May 02, 2018

Senators to Congressional Leadership: Call on Trump Administration to Keep Congress Fully Informed about North Korea Negotiations

Request Briefing on Strategy for Nuclear Talks Prior to any Trump-Kim Summit; Recent Historical Precedent Exists for the White House Keeping Congress Briefed During International Negotiations

Text of letter (PDF)

Washington, DC - United States Senator Elizabeth Warren (D-Mass.) led 27 of her Senate colleagues in sending a letter to Senate Majority Leader Mitch McConnell (R-Ky.), Senate Minority Leader Chuck Schumer (D-N.Y.), and Chairman and Ranking Member of the Senate Foreign Relations Committee Bob Corker (R-Tenn.) and Robert Menendez (D-N.J.) urging them to request a commitment from the Trump Administration for sustained engagement with Congress throughout the upcoming direct negotiations with North Korea.

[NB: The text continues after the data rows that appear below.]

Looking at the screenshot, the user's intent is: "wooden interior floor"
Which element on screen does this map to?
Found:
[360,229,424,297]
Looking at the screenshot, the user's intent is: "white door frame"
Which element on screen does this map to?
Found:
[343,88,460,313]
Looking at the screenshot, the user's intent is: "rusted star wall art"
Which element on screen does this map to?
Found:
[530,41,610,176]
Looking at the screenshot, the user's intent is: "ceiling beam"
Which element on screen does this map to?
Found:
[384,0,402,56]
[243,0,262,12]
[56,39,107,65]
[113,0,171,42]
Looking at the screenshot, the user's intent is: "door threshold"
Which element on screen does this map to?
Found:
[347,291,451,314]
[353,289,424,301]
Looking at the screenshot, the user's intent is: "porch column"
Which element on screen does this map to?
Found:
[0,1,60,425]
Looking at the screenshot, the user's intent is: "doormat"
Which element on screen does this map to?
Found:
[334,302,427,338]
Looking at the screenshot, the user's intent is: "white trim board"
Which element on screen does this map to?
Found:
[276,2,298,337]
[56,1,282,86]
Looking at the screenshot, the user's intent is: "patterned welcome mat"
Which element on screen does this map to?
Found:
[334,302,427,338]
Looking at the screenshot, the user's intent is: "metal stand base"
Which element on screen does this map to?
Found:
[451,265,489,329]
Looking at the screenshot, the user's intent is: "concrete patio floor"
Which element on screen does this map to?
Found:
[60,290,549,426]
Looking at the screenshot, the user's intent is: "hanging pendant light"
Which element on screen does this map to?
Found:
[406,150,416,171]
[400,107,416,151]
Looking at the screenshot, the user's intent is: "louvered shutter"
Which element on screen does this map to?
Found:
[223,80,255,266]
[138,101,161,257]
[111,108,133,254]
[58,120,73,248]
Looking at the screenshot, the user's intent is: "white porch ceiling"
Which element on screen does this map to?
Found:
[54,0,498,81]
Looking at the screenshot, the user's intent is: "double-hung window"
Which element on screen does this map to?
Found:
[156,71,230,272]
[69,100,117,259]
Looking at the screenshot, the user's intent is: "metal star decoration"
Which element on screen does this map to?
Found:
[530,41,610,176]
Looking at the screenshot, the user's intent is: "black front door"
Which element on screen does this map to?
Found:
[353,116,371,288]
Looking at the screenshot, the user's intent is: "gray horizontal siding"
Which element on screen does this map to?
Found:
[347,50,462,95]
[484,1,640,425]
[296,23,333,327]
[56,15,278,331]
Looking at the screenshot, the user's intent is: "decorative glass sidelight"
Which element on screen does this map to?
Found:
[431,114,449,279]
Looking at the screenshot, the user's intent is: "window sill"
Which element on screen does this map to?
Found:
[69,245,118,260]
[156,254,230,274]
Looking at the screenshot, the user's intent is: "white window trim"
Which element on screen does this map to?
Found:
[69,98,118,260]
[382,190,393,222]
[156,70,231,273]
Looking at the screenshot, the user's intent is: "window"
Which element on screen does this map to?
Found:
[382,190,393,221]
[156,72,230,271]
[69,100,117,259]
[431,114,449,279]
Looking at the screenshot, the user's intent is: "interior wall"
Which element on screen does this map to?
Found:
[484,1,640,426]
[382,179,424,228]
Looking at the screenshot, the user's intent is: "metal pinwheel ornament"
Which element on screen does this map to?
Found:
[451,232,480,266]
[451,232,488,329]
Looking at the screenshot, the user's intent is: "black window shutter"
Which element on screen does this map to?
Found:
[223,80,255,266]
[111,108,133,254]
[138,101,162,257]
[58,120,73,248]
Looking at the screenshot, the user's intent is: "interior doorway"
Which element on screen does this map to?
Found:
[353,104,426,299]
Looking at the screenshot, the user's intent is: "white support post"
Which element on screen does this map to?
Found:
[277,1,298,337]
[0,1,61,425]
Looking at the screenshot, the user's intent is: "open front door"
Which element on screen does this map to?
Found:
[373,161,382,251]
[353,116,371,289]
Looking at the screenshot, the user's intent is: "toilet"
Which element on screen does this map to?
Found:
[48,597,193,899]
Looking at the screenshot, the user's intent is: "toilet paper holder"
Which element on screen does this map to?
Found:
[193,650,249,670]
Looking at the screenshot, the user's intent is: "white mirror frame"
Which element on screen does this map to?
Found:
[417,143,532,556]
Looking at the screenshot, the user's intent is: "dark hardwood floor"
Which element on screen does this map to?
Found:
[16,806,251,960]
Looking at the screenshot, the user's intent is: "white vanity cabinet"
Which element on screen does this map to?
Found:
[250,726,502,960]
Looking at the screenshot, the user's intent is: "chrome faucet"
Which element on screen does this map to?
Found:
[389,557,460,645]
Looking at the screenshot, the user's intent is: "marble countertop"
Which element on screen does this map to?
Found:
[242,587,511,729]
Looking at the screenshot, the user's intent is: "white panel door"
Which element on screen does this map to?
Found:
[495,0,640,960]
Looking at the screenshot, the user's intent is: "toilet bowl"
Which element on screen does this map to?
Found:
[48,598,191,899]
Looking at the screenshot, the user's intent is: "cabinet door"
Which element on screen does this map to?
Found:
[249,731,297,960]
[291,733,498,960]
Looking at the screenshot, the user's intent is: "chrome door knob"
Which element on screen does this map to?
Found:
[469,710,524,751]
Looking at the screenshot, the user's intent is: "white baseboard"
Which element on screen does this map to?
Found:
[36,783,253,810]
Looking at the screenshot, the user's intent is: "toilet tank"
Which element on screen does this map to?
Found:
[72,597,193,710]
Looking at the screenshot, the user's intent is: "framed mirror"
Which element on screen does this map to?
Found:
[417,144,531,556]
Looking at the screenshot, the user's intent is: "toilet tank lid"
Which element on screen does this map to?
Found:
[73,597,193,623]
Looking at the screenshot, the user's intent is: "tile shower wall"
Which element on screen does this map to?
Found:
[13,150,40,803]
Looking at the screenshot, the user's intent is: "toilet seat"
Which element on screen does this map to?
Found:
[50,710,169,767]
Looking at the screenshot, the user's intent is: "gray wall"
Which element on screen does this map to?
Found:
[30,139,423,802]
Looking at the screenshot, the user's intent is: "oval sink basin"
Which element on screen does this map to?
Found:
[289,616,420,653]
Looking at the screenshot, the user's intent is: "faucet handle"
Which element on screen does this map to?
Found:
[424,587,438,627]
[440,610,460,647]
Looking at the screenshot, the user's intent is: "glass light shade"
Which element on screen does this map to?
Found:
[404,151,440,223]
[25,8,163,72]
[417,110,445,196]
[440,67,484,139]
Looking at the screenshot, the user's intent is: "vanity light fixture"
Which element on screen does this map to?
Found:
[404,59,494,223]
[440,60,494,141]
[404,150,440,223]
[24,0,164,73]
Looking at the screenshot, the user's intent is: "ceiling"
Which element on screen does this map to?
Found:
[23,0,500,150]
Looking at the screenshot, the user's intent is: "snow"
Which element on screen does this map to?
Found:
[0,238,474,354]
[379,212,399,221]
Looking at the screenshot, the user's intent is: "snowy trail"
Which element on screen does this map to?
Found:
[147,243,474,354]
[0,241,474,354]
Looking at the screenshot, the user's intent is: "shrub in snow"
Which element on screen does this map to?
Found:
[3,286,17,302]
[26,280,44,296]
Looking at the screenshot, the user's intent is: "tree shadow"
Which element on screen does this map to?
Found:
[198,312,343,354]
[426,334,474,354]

The senators requested that congressional leadership ask the Administration to provide a briefing on its strategy for negotiation prior to any Trump-Kim summit, including senior officials from the Departments of Defense, State, Energy, and Treasury, and representatives from the Intelligence Community. They also asked for monthly subsequent briefings to ensure that Congress is fully informed as any potential negotiations proceed.

The White House's steady and substantive communication with Congress is necessary for a successful diplomatic outcome with North Korea that ensures the security of the United States and its allies. There is recent historical precedent for the White House keeping Congress consistently informed during delicate international negotiations. During the negotiations between the United States, its allies and partners, and Iran to secure the Joint Comprehensive Plan of Action in July 2015, the Obama Administration held frequent classified briefings for members of Congress, answered questions regularly in hearings before congressional committees, and provided regular briefings to appropriately cleared congressional staff.

"We welcome the Trump Administration's pursuit of diplomacy to address the threat posed by a nuclear-armed North Korea, and we strongly hope for success," wrote the senators. "The more the White House engages with Congress on its progress in negotiations, the more effective partner that Congress can be to support a peaceful resolution to this crisis."

In their letter, the senators observed that Congress has played a significant role in shaping United States policy toward North Korea. Congress authored a series of tough sanctions on North Korea, notably the North Korea Sanctions and Policy Enhancement Act of 2016 and the Countering America's Adversaries Through Sanctions Act of 2017. These measures, passed overwhelmingly and on a bipartisan basis, represent an effective non-military tool of American power that has imposed significant costs on the Kim regime and influenced its strategic calculus in favor of dialogue over its nuclear and missile programs. The senators also noted that Congress must remain well-informed throughout any talks with the Kim regime particularly if an agreement requires the removal of sanctions as an inducement to North Korea taking steps toward denuclearization.